Paradoxically, overnutrition in industrialized societies is more prevalent among the poor than among the affluent. Analysis of the disposal of family income in the United States indicates that expenditures for food are not closely related to income (Popkin and Haines 1981). This finding is attributable to the low cost of food, which makes it possible for even the poor to conserve family income by buying inexpensive food items.

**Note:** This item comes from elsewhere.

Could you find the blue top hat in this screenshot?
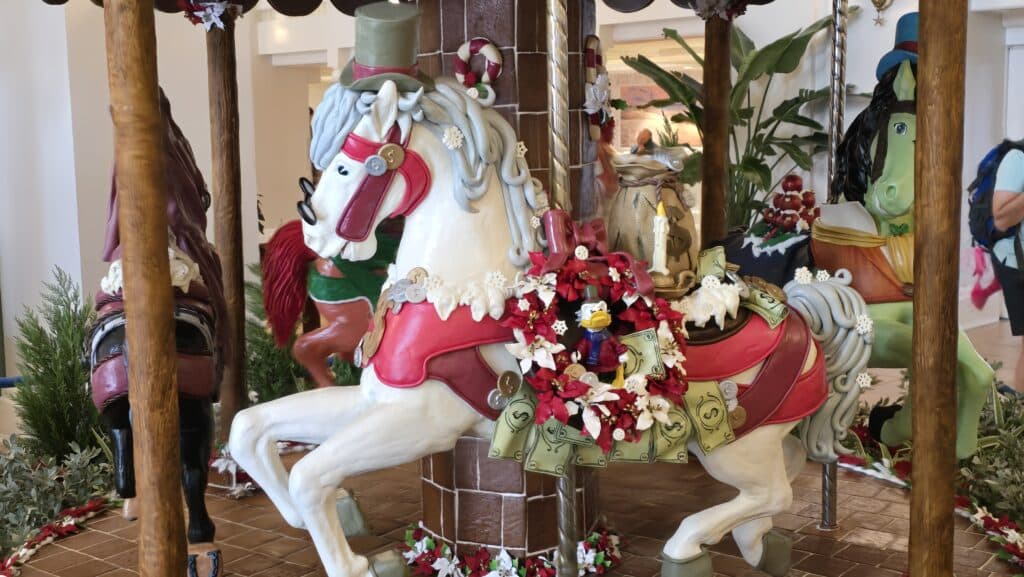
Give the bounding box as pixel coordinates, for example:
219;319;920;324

The relationship between the cost of food and its nutritional quality is also weak. The poor nutritional status of blacks and Native Americans is not due in any major degree to an inability to buy nutritious food. It is, more importantly, a reflection of a lack of education that precludes understanding the health risks associated with obesity, a low social status lacking the peer pressure to maintain normal body weight that prevails among the middle and upper classes of society, and incomplete emergence from the agrarian culture of the nineteenth and early twentieth centuries. It was only some 50 years ago that obesity was regarded as a sign of good health and a source of energy that could be called upon in times of ill health. Popular figures in Western social culture (Shakespeare’s Falstaff and Santa Claus, for example) are portrayed as jolly, fat men. It is understandable, therefore, that the opposite perception of obesity has not yet permeated all levels of American society.